Officers ordered to pay $13,000
for assault, arrest in 2007

Tracy Sherlock, Vancouver Sun, Oct. 14, 2009

Vancouver police officers arrest a suspect in this November 2006 photo
used to illustrate VPD response to violence and drunkenness on Granville Street.
Photo: Handout.

 

VANCOUVER — Two police officers were found liable for assault, battery and false imprisonment and ordered to pay $13,000 after they roughed up a man on a Vancouver street and arrested him without reasonable grounds in 2007.

The man, Daniel Woods, is happy with the judge’s decision, his lawyer Timothy Goepel said.

“Unfortunately a night out with his buddies turned into having his face smashed into the pavement and spending six hours in jail,” Goepel said. “It shouldn’t have happened.”

Woods, 47, was crossing Granville Street near Smithe at about 9:30 p.m. on Aug. 24, 2007, with his friend Steve Webster, 30, when an unmarked police SUV made a U-turn and entered the intersection and turned its emergency lights and siren on.

It was dark at the time, and Woods testified that he did not realize it was a police vehicle. Woods told the court that he was startled and put up his hand to tell the driver to hold off.

Vancouver Police Const. Paul Gies was the passenger; Sgt. Stephen Eely was driving. They gave evidence that they thought Woods had punched the vehicle.

Woods continued walking down the street, but within seconds Gies had grabbed Woods’s arms, spun him around, pushed him toward the road and took him down onto it, according to the judgment.

“I find that Constable Gies used excessive force. He came down hard somewhere near the claimant’s neck with his knees, injuring him, while the claimant was on the ground, on his stomach, under two police officers,” Provincial Court Judge Ann Ehrcke wrote in the judgment.

Witness Jesse Lobdell said the entire police response was aggressive and forceful.
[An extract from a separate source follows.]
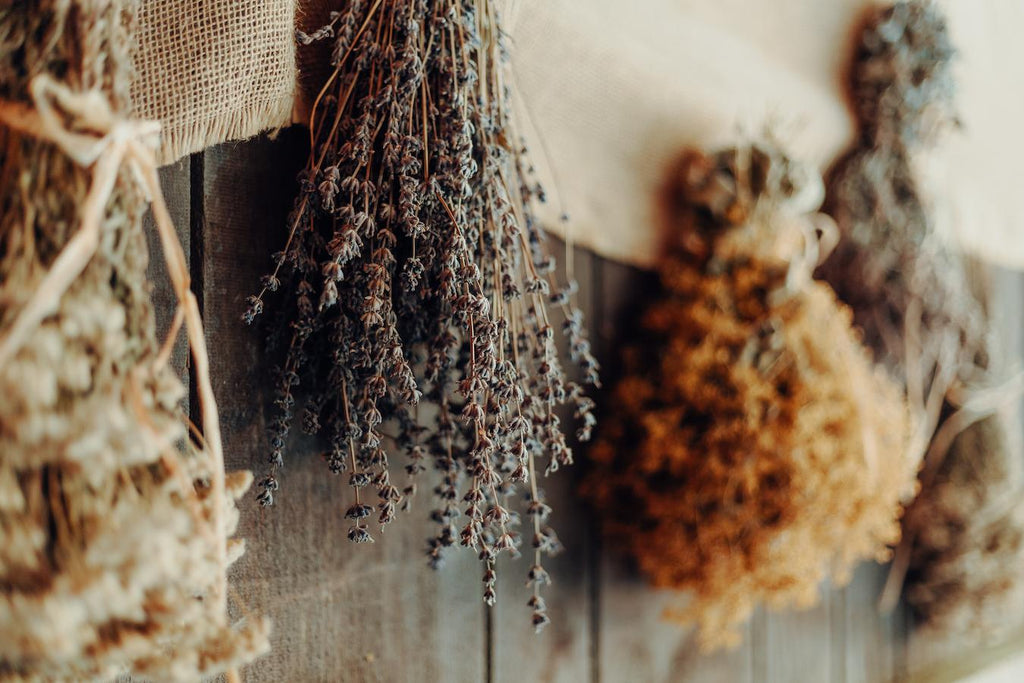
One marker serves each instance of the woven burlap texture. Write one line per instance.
(609, 94)
(212, 71)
Another witness, Sandy Sadovich, who knows Woods, said Gies was smiling, laughing and taunting Woods for about five minutes.

Woods was ultimately arrested by Eely for breaching the peace and taken to jail, where he stayed overnight.

Woods, who is employed in utility maintenance for the City of Vancouver, had abrasions on his forehead and nose and a cut on his lip, redness next to his ear and red areas on his back, according to court documents.

Ehrcke found some of the police evidence was “unreliable.”

“In my view Constable Gies did not have the authority to grab and push or otherwise physically stop the claimant without concurrently telling him that he was being detained and why,” Ehrcke said in the judgment. “The wrongful arrest of the claimant by Sergeant Eely was also either wilful or reckless. ... They did not have reasonable grounds to arrest the claimant for mischief, or to arrest him for a breach of the peace and have him sent to jail.”